If a MACE model is loaded through the mace_model hyperparameter, the scales in the MACE model are used by default for the target indicated in mace_head_target. If you want to override them, you need to set explicitly the baselines for that target in this hyperparameter.

TrainerHypers.per_structure_targets: list[str] = []

Targets to calculate per-structure losses.

TrainerHypers.num_workers: int | None = None

Number of workers for data loading. If not provided, it is set automatically.

TrainerHypers.log_mae: bool = True

Log MAE alongside RMSE

TrainerHypers.log_separate_blocks: bool = False

Log per-block error.

TrainerHypers.best_model_metric: Literal['rmse_prod', 'mae_prod', 'loss'] = 'mae_prod'

Metric used to select best checkpoint (e.g., rmse_prod)

TrainerHypers.grad_clip_norm: float = 1.0

Maximum gradient norm value, by default inf (no clipping)

TrainerHypers.loss: str | dict[str, LossSpecification] = 'mse'

This section describes the loss function to be used. See the Loss functions for more details.

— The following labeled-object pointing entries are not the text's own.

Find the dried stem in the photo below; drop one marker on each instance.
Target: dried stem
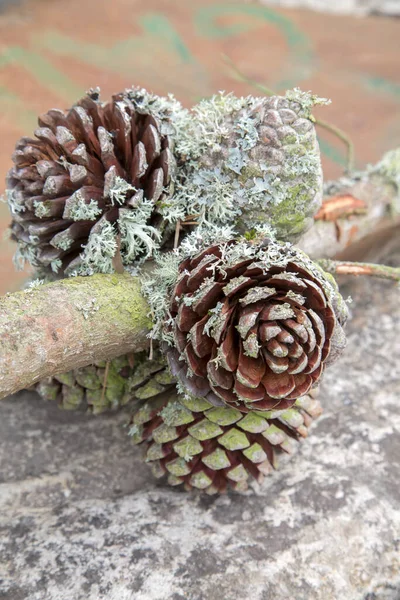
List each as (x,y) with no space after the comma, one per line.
(339,267)
(75,322)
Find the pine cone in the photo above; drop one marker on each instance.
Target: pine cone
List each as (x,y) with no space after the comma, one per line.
(211,448)
(92,177)
(256,163)
(253,327)
(101,387)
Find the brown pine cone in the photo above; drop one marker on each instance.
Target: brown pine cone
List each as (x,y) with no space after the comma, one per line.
(214,448)
(255,164)
(92,177)
(253,327)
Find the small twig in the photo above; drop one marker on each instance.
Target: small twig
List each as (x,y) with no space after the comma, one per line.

Exporting a foundation MACE model

As it is now, exporting a foundation MACE model from one of their provided model files involves using mtt train with 0 epochs. To do so, use the following options.yaml file:

architecture:
    name: experimental.mace
    model:
        # Replace mace_model with the path to your file
        mace_model: path/to/foundation/mace/model.model
        mace_head_target: energy
    training:
        num_epochs: 0
        batch_size: 1

training_set: dummy_dataset.xyz
validation_set: dummy_dataset.xyz

with dummy_dataset.xyz being any dataset containing at least one structure with just the energy property. For example, you can use:

2
Properties=species:S:1:pos:R:3:forces:R:3 energy=-2.1
H 0.0 0.0 0.0 0.0 0.0 0.0
H 1.0 0.0 0.0 0.0 0.0 0.0

References

[1]

Ilyes Batatia, David P Kovacs, Gregor Simm, Christoph Ortner, and Gábor Csányi. Mace: higher order equivariant message passing neural networks for fast and accurate force fields. Advances in neural information processing systems, 35:11423–11436, 2022.